In some cases, reports written by David Marshall contained whole paragraphs that had been used previously, with only limited amendments.
Ofsted admitted that concerns about similarities in Mr Marshall’s reports had been identified in 2012, though he continued to be used as an additional inspector until last week’s new evidence.
Asked about its quality assurance, an Ofsted spokesperson said: “Ofsted carries out over 7,000 school inspections a year. In the vast majority of cases the quality of our reports are accurate and robust.”
The spokesperson said that all inspections were subject to internal quality assurance; some by senior staff (Her Majesty’s Inspectors) or senior managers from the inspectorate’s contractors.
A sample of reports and inspection evidence could be reviewed or, in some cases, senior inspectors could visit a school to check the inspection.
Ofsted said that it had explored a software program to detect any plagiarism or copying, but had “not identified an option that will suit the particular nature of Ofsted’s report”.
Tribal declined to provide details of its quality assurance processes for inspection reports.
A spokesperson said: “We don’t comment on individual cases. When we are alerted to potential issues we work through our quality assurance procedures with Ofsted to ensure that they are fully resolved.”

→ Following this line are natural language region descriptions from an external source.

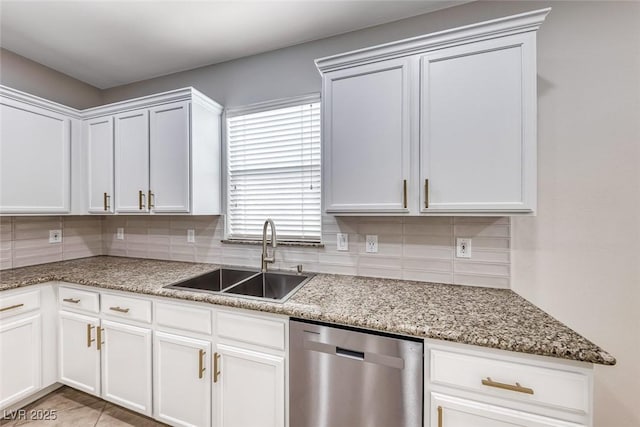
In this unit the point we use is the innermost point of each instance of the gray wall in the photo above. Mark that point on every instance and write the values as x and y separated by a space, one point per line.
28 76
578 258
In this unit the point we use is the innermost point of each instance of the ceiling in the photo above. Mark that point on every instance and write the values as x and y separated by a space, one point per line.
110 43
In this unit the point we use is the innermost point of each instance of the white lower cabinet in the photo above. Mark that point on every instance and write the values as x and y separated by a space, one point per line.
450 411
182 380
126 366
78 352
20 358
249 376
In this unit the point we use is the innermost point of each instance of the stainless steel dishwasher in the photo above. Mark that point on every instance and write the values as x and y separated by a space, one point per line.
344 377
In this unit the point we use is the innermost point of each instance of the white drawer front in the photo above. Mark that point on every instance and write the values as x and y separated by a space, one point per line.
19 303
126 307
184 317
76 299
251 329
553 387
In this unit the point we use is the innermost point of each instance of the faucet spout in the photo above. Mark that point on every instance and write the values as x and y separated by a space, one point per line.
266 259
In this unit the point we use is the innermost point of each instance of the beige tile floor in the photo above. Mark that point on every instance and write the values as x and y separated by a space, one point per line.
74 408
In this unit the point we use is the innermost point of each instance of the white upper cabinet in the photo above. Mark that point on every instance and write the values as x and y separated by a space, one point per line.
132 161
35 159
98 135
451 114
366 135
168 161
478 126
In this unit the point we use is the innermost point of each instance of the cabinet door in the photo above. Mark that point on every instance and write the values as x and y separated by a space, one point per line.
126 366
99 139
79 357
478 126
249 376
449 411
366 138
169 154
132 161
35 159
182 380
20 359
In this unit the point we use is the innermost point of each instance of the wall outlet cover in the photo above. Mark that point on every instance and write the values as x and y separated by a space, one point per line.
342 241
55 236
463 247
371 243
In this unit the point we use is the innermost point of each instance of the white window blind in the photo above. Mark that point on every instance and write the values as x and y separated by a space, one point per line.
273 170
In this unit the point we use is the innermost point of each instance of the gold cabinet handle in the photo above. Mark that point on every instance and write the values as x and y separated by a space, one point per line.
489 382
11 307
89 339
216 367
404 193
426 194
201 367
99 342
141 201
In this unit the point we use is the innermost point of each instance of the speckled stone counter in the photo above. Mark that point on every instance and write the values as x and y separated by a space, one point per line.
496 318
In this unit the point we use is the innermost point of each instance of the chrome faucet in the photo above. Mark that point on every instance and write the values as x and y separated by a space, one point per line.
266 259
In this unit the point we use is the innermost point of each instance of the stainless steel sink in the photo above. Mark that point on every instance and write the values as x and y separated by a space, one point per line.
214 281
274 286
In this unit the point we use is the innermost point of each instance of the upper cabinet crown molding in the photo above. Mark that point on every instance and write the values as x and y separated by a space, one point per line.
184 94
26 98
524 22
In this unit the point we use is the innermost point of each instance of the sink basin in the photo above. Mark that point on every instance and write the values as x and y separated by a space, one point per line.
214 281
273 286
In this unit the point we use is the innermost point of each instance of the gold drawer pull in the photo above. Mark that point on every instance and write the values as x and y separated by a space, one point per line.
11 307
216 370
99 342
201 367
89 339
489 382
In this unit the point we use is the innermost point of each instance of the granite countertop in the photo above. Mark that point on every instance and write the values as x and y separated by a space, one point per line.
487 317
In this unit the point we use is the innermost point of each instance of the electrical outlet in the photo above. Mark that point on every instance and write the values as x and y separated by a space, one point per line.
463 247
372 243
55 236
342 240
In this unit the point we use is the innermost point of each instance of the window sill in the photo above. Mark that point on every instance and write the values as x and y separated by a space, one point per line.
280 243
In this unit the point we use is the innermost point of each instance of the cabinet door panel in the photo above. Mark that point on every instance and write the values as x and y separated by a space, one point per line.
449 411
35 160
99 138
478 126
126 366
182 396
248 376
169 157
366 138
79 358
132 161
20 359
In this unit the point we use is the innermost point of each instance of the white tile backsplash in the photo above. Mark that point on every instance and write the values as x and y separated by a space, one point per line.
410 248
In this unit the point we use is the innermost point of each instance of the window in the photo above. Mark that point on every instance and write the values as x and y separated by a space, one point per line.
273 169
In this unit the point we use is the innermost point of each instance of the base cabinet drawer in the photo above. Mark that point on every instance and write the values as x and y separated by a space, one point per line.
450 411
562 389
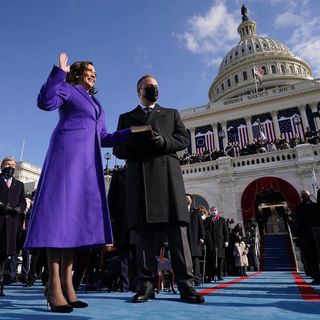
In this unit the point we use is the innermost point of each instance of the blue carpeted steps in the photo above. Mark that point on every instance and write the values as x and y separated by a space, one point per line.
276 255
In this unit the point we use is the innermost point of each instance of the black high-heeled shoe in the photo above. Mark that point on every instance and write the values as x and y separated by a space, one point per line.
65 308
1 288
74 304
77 304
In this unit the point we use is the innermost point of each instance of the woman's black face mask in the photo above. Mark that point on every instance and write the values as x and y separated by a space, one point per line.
7 172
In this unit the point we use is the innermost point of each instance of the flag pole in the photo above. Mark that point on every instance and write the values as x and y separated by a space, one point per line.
22 150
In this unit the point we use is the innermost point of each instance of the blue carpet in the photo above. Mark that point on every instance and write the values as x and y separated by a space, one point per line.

Responding to last week’s story, Dr Bousted, ATL’s general secretary, said: “It has been known for some time that Ofsted has a problem with quality assurance – schools simply don’t know whether the inspection team that walks through the school gates will be good or not.”
She said that faith must be restored in an era in which headteachers were treated as football managers and “forced out after a bad result: pressure which transfers to teachers and impacts catastrophically on children’s education”.
Dr Bousted also said that inspectors were under pressure because of “constant fiddling” with inspection guidance and the threat of legal action from schools that felt they had been treated unfairly.
Policy Exchange’s head of education, Jonathan Simons, said that Ofsted should ask itself “serious questions” in the light of Mr Marshall’s case.
“This is a pretty troubling situation – not just the copying and pasting itself but the apparent lack of quality control measures to allow this to continue for a couple of years.
“Bringing back inspections in-house may allow for greater oversight, but Ofsted also needs to ask itself serious questions as to what their own in-house assurance and moderation processes are to prevent the same things happening in the future under a different contractual arrangement.”
In a recent report, Policy Exchange called for Ofsted to reconsider quality assurance, including systematic tests of inspection reliability and validity, and data interpretation tests for inspectors.